That depends upon what you mean by true.
I believe that all the religions that were revealed by God through Messengers are true religions, but I do not believe everything that their leaders taught and what their followers now believe is true. I believe that the older religions have been altered by man due to the passage of time and those religions are no longer in their original form. I also believe they are in their winter season.
"All that lives, and this includes the religions, have springtime, a time of maturity, of harvest and wintertime. Then religion becomes barren, a lifeless adherence to the letter uninformed by the spirit, and man’s spiritual life declines. When we look at religious history, we see that God has spoken to men precisely at times when they have reached the nadir of their degradation and cultural decadence. Moses came to Israel when it was languishing under the Pharaoh’s yoke, Christ appeared at a time when the Jewish Faith had lost its power and culture of antiquity was in its death those. Muhammad came to a people who lived in barbaric ignorance at the lowest level of culture and into a world in which the former religions had strayed far away from their origins and nearly lost their identity. The Bab addressed Himself to a people who had irretrievably lost their former grandeur and who found themselves in a state of hopeless decadence. Baha’u’llah came to a humanity which was approaching the most critical phase of its history.

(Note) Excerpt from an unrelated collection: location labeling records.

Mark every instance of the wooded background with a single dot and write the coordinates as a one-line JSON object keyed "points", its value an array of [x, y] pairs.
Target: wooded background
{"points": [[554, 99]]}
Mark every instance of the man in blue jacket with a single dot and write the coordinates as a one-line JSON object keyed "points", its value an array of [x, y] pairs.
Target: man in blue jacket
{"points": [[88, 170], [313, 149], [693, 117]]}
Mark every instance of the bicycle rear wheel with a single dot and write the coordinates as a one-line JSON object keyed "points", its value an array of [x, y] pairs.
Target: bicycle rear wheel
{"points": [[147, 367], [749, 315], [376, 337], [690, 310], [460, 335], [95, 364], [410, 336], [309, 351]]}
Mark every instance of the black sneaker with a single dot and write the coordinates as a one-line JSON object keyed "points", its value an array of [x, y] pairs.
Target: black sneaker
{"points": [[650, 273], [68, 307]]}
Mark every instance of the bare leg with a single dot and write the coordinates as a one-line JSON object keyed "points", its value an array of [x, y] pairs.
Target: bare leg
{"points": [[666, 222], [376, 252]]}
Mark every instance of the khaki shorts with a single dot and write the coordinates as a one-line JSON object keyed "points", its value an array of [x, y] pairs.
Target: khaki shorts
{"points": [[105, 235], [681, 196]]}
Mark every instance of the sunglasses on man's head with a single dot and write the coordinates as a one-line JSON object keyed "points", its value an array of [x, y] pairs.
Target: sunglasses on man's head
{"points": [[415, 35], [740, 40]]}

‘Abdu’l-Baha writes: ‘God leaves not His children comfortless, but, when the darkness of winter overshadows them, then again He sends His Messengers, the Prophets, with a renewal of the blessed spring. The Sun of Truth appears again on the horizon of the world shining into the eyes of those who sleep, awaking them to behold the glory of a new dawn. Then again will the tree of humanity blossom and bring forth the fruit of righteousness for the healing of the nations.’ Paris Talks, p. 32.’
Some conclusions can be drawn from this fundamental belief. First, all religions are divine in essence and consequently there are no religions which contradict or exclude each other, but only one indivisible divine religion which is renewed periodically and according to the requirements of the age, in cycles of about a thousand years: ‘Our command was but one word.’ Qur’an 54:51. It is therefore hardly surprising if many of Baha’u’llah’s teachings are to be found in former religions either expressly or in an embryonic form. As ‘Abdu’l-Baha says, the Baha’i Faith is ‘not a new path to immortality.’ quoted from: Principles of the Baha’i Faith. On account of this transcendent oneness of all religions, Baha’u’llah exhorted His people to associate with followers of all religions in a spirit of loving-kindness and to make of religion a cause of harmony and peace, not of discord and strife, of hate and division.
The second conclusion is that we cannot perceive what the essence of religion is and what it has the power to achieve if we examine the traditional great religions in their present form. They have achieved much but have reached the end of their road; they were the foundation of great cultures and for thousands of years they were the guiding-star of millions of people in their everyday life and activities. But during the course of history they have also accumulated large amounts of historical ballast. They have moved a long way from their origin and are burdened with their followers’ misdeeds and cravings for power. They are no pleasant sight today, least of all to young people, who no longer see in these religions the ‘salt of the earth’ as Jesus called his disciples, Matthew 5:13 but rather the ‘opium of the people’ (Karl Marx). And one is easily inclined to pass judgment on religion as a whole, and to see in it an anachronism of past times, long since overcome, like the belief in demons in former times. But a withered plant does not give us the faintest idea of its blossoming time. In reality, religions are the ‘light of the world’ and, according to Baha’u’llah’s teachings, the foundation of human culture. It is important to understand that they are as necessary for mankind as sunlight for the plant. Without divine revelation, there would be neither progress nor culture: ‘Were this revelation to be withdrawn, all would perish.’ Taken from (Baha’u’llah, Gleanings, XCIII)."